# Ipod Adapter for 2005.5 Jetta



## kpytoi9 (Jan 1, 2007)

I am looking for an ipod adapter for my 05.5 Jetta. Any suggestions would be appreciated. I want to be able to control the ipod from my radio. I have the radio with a six disc in dash cd changer.


----------



## [email protected] (Jan 26, 2006)

*Re: Ipod Adapter for 2005.5 Jetta (kpytoi9)*

check this link out, http://forums.vwvortex.com/zerothread?id=2953766


----------



## vwooom (Aug 23, 2005)

I recently got my factory deck hooked up to a Nano, using a http://www.ipod2car.com kit. I now use my cd mode, and deck buttons to move through the Nano playlist. The hardest part was making a tool to pull my deck out of the dash, and then I just had to set a couple of tiny switches on the adaptor according to my car type, and plug it into the cd changer port on the back of my deck, then put a ground wire down.
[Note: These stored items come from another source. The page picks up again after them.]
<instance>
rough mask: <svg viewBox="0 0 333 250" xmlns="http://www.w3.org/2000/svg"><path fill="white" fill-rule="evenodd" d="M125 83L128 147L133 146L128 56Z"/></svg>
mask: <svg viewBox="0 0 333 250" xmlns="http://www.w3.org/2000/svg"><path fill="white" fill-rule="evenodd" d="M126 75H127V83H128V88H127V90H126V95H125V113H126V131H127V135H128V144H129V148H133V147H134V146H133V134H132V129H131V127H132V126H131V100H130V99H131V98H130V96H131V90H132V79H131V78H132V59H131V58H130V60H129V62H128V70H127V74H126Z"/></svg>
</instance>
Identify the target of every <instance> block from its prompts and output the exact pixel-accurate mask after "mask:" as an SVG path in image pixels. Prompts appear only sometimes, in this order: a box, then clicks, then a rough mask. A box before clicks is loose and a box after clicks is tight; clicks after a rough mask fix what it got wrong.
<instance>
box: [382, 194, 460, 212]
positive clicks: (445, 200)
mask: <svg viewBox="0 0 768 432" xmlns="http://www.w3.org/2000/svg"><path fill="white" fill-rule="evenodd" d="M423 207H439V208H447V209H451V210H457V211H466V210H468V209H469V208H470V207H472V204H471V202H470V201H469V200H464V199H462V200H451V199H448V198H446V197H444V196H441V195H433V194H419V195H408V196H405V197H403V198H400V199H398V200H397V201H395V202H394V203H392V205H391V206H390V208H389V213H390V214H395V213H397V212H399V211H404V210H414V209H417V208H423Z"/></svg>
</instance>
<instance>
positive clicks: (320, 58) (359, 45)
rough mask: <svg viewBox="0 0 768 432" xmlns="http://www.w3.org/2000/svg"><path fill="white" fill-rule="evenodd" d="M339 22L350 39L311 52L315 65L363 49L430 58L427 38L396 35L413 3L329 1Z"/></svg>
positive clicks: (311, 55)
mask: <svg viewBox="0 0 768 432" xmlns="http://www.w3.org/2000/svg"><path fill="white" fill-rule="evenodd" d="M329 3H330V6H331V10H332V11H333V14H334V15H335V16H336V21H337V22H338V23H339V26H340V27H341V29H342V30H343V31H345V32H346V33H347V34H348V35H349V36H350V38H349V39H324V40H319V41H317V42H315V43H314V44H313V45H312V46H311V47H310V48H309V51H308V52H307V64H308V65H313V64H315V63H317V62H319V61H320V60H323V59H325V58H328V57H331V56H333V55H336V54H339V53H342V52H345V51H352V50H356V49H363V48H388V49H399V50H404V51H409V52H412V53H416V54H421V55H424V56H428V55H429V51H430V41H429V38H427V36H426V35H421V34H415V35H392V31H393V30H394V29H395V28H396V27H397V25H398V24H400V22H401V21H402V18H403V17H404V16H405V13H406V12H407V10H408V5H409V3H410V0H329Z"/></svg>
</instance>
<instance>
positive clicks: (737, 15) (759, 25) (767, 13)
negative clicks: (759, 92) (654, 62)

It took me longer to get the deck out of the dash, than to get the tunes honking on my stereo.


----------



## [email protected] (Jan 26, 2006)

*Re: (vwooom)*

I'd suggest a VW specific unit, instead of a unitversal box that works for almost any car made
the USA Spec PA11 VW6 has been working great in the MK5s and is very verisitile in its control modes, and even feateres and aux input
link to PA11 VW6


----------